Trotzdem streben Dichter, solche von Gedichten wie auch von Prosa, nach Verdichtung, und oft ist ihnen bewußt, daß ihr Text beides braucht, Lücken und Dichte: Unter- und Überdeterminierung. Es gilt, der Bilderphantasie im Kopf des Lesers Raum zu ihrer Entfaltung lassen. Und aus der Sprache, noch aus der schlichtesten Formulierung, mehr herauszuholen, als man – und womöglich der Dichter selbst – sich hat träumen lassen, daß drinsteckt. Das Verbrauchte erneuern, neu beleben. Durch die Poren atmen, Luft hereinlassen durch größere Öffnungen. Luftige Texte, so die Hoffnung, entwickeln einen eigenen Schwung, der den Leser mitnimmt.
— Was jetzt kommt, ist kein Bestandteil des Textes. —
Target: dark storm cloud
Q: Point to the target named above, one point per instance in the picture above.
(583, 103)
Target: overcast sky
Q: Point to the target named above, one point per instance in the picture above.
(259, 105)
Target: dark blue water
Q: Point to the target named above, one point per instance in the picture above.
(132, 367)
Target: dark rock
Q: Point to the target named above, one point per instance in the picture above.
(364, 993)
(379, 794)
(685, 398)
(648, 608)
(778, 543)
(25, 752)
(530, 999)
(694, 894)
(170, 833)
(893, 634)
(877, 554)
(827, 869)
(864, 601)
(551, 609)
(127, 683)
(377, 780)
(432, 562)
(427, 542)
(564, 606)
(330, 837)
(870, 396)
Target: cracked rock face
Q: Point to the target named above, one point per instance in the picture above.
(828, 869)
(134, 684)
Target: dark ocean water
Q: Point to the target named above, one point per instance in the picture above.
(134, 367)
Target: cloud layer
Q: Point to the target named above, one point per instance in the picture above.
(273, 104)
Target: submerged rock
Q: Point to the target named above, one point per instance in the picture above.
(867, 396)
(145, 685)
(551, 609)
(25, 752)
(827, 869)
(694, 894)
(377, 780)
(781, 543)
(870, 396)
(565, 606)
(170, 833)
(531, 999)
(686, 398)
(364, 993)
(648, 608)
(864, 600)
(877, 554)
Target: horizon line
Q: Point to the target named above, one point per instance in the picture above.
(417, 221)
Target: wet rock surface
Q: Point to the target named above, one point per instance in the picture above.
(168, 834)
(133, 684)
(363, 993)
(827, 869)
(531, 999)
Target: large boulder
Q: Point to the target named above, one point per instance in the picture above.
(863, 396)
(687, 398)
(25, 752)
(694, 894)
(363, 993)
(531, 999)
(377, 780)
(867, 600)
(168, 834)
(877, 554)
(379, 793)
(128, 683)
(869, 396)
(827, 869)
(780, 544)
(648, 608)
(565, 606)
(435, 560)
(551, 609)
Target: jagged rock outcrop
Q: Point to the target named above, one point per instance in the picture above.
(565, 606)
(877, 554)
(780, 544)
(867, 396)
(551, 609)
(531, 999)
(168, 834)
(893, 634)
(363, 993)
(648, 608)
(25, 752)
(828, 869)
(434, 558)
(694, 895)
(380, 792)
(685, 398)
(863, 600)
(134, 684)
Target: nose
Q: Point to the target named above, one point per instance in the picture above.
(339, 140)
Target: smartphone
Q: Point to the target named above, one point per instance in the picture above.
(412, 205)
Auf das Epos folgt literaturgeschichtlich der Roman. Alte Hypothese. Der »moderne Roman« ist ein Pleonasmus, insofern der Roman mit der Moderne – der ersten europäischen Moderne, die das Mittelalter ablöst – entsteht. Ob die hier und da in der x‑ten Moderne avisierte Wiederkehr des Epos nicht bloß eine Bankrotterklärung des Romanciers ist, dem die Zügel entgleiten? Als Wahljapaner beziehe ich unsere Identität, soweit wir halt eine brauchen, lieber aus dem friedfertigen Genji Monogatari – manchmal als »erster Roman« tituliert – als aus Samurai-Geschichten und Bushido-Büchern, die gewisse Zeitströmungen und einzelne Autoren vorgezogen haben, etwa Yuko Mishima in seinem martialischen Essay Sonne und Stahl. Das Wort »monogatari« würde ich am ehesten mit »Geschichtensammlung« übersetzen, in der Art von Boccaccios Decamerone oder, viel später, Goethes Unterhaltungen deutscher Ausgewanderten oder, noch einmal später, Sebalds Die Ausgewanderten. Versucht der Erzähler, einige oder mindestens eine Figur oder einen in der Erzählwelt präsenten Erzähler über die ganze Sammlung hinweg bei der Stange zu halten oder, noch besser, dessen Entwicklung zu zeigen, erhält man das, was wir immer noch »Roman« nennen. Doch der Begriff ist nach hinten und nach vorne offen. Vielleicht ist der Roman noch heute nichts anderes als eine Geschichtensammlung. Zum Beispiel Handkes Jahr in der Niemandsbucht, als Märchen ausgegeben und dem Epos zuneigend, ist ganz klar eine solche Sammlung, in welcher sieben Freunde ihre Geschichten erzählen und die Erzählungen von einem recht präsenten Erzähler re-präsentiert werden. Ein System von Geschichten, würde ich sagen. Ein System von narrativen Planeten, die um ein Hauptgestirn kreisen, das nicht unbedingt oder nicht immer oder nur indirekt strahlt.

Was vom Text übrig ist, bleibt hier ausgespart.